When you’re in the tech world you just hear about these things. I spend a lot of time researching into it. I’m a big fan of Mashable, a blog all about tech. Early on we do all these things and if they work, great! If they don’t, we delete the account. Or at least I always get my name on it and see where it goes from there.

What are your favourite spots in London?

I usually stay at The Dorchester when I’m here. London is full of history and they are one of the traditional hotels. I don’t really come to London as often as I’d like to, but I remember staying here for a few weeks and just having a blast. My husband James is originally from Yorkshire so he has some friends here. It’s just nice when I get the opportunity not to work and just have a go at living the life of a Londoner.  It’s so nice here, I just wish I knew more. I know my way around now, I feel like I’m doing pretty good!

You hail from a number of nationalities. Where’s home for you?

New York is home. I’ve been based there through modelling for 10 years and living there full time 7-8 years, so it’s become home. I go back to Canada a lot, but I definitely get excited to go back home, which for me now is New York.

What would you say are some of your career highs and lows?

I think for any model, her low will be that you start in this industry way too young and you might put your trust in people you shouldn’t trust. Often you’re the young, vulnerable, probably dorky girl in school and suddenly people are calling you sexy. It’s just so confusing to young girls, and it frustrates me that people don’t help the models as they should. So I think that’s the lowest point for any model. The high point is doing things that no other girl has done, and probably will never do in their lifetime. You’re meeting people that you hear of in pages of expensive magazines and walking in clothes that only celebrities get to wear. You definitely have to turn around and go, “wait a minute, this is pretty cool”

Tell me about the charities you support?

I work with one in Cambodia called Senhoa. We take girls out of human trafficking and give them jobs as jewellery makers. The programme is from ages 6-18, but at 15-18 we give them jobs as jewellery makers. These girls are actually paid better than the teachers in Cambodia. They’re proper jobs, and of course it’s not a sweat shop, they don’t have to work if they don’t want to. It’s creative, not just plastic and paper. We provide them with Swarovski crystal’s so they feel very fancy with what they’re working with. And then of course the young ones are too young to be working so they get schooling, housing and are taken care of. It’s cute, when they get to 13-14 they’re like “I can’t wait to be a Senhoa girl!”

Since the Haiti earthquake, I’ve been working with a group in New York called Coalition for the Homeless. Usually, everything I do is with kids.

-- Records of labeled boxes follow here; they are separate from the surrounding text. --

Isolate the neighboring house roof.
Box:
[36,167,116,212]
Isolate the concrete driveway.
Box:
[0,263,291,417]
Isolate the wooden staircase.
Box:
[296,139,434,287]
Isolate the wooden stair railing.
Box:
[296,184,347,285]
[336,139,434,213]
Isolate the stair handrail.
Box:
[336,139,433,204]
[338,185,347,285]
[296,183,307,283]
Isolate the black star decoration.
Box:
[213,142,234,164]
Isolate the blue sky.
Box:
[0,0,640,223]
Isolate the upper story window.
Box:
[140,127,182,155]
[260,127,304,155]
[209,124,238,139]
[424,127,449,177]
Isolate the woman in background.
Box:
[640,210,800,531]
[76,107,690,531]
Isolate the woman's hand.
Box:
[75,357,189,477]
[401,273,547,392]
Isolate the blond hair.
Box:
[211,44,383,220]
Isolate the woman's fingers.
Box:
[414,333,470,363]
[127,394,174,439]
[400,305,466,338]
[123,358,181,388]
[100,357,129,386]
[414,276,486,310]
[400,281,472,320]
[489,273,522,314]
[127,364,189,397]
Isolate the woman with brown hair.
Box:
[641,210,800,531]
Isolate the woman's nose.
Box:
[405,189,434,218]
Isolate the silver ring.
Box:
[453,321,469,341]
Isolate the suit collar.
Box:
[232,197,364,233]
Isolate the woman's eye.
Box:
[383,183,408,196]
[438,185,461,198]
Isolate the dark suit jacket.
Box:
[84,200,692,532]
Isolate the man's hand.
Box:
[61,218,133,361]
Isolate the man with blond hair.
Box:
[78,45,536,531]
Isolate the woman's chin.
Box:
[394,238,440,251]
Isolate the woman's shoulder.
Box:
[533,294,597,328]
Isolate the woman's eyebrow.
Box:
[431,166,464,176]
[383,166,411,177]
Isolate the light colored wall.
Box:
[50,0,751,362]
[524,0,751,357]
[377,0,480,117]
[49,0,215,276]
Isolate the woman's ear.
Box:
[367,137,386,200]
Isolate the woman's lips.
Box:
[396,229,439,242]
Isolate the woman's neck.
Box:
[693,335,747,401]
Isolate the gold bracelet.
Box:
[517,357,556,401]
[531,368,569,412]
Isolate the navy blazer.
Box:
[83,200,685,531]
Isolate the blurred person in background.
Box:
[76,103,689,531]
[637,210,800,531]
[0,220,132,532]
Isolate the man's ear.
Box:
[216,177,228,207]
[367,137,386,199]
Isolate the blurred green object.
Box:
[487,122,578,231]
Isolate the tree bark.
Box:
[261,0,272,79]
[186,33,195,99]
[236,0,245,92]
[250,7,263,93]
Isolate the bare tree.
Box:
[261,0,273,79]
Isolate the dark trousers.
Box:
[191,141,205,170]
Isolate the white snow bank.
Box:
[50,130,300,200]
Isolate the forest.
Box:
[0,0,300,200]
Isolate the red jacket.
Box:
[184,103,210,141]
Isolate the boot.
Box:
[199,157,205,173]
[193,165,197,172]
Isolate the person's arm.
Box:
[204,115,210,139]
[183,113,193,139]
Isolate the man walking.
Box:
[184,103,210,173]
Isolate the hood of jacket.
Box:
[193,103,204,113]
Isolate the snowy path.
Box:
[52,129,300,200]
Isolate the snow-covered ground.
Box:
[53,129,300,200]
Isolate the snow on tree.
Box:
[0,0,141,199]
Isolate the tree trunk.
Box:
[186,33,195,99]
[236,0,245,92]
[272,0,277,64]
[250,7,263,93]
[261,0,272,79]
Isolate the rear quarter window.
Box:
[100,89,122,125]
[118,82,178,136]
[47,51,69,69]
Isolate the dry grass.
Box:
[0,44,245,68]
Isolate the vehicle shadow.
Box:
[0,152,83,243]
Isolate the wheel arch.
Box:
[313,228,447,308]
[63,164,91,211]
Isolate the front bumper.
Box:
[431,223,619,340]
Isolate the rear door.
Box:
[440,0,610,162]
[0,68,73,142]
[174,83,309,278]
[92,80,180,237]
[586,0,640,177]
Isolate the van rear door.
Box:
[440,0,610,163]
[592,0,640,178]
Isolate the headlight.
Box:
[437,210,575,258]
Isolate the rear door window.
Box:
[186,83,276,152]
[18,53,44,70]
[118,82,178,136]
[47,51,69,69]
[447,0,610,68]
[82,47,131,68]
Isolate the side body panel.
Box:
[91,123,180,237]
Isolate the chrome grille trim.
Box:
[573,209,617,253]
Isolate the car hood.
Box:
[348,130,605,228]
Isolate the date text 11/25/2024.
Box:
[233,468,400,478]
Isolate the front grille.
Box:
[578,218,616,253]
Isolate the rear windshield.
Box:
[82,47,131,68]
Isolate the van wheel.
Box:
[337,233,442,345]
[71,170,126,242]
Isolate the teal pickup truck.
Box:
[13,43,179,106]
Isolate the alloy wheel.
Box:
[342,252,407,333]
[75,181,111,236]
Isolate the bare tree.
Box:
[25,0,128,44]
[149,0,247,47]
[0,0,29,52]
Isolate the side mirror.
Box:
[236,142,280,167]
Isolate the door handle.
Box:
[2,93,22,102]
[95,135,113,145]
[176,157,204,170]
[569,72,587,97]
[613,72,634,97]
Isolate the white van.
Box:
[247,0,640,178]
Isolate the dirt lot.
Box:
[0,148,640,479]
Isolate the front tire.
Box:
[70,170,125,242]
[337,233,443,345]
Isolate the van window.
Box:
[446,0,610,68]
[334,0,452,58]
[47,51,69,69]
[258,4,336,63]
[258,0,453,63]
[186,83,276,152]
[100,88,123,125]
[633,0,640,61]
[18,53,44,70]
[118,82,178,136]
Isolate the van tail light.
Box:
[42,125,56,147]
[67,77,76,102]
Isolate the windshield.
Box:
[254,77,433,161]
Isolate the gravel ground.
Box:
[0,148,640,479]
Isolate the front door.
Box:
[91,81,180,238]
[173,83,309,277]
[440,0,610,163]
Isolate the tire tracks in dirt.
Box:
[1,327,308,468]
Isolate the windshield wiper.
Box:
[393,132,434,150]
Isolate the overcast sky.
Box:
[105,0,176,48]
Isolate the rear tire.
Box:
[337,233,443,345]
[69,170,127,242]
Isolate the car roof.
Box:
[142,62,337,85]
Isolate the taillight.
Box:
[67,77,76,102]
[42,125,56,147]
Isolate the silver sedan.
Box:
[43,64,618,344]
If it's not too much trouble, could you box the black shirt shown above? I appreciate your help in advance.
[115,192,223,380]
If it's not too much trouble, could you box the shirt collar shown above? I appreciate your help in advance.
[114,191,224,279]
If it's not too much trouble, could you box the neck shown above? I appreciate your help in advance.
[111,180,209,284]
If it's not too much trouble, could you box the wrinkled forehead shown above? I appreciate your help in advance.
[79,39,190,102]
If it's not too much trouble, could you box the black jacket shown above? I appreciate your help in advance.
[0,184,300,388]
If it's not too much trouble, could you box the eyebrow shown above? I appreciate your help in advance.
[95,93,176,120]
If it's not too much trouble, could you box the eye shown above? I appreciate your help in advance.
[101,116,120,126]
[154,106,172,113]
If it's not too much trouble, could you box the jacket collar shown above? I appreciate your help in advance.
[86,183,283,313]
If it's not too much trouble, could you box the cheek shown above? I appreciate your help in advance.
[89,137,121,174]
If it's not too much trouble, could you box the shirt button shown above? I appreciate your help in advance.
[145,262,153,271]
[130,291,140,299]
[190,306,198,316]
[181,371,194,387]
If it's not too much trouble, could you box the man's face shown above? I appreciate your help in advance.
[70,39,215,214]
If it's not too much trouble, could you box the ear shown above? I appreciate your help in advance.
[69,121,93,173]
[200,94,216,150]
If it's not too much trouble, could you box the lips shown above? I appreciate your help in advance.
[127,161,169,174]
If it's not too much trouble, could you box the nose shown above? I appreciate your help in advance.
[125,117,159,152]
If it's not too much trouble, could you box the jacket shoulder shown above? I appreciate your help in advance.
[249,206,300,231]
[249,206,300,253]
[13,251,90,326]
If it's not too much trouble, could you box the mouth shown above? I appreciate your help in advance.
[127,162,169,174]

I feel like they don’t have a voice, so I respect charities that take care of them.

Something else I support, which isn’t necessarily a charity, but something I feel very strongly about, is The Model Alliance in New York, which was founded by Sara Ziff, and is working to build rights for models. If you think about it, kids that act from a young age have phenomenal rights, and models the same age sometimes don’t even get paid or given food on a job. So working on that is something I get very excited about.

What’s coming up next year? Would you ever try your hand at acting?

My life is currently taken over with The Face, which is exciting. If someone said, “hey, try this out, we’ll teach you. You’ll have a great experience” then great, but I’m never the sort of person that’s like, “I must do it all!! I’m flattered by offers and suggestions, and I’m always happy to try something out, but I’m not the one that’s like “I must be a singer.” I don’t need to do it all.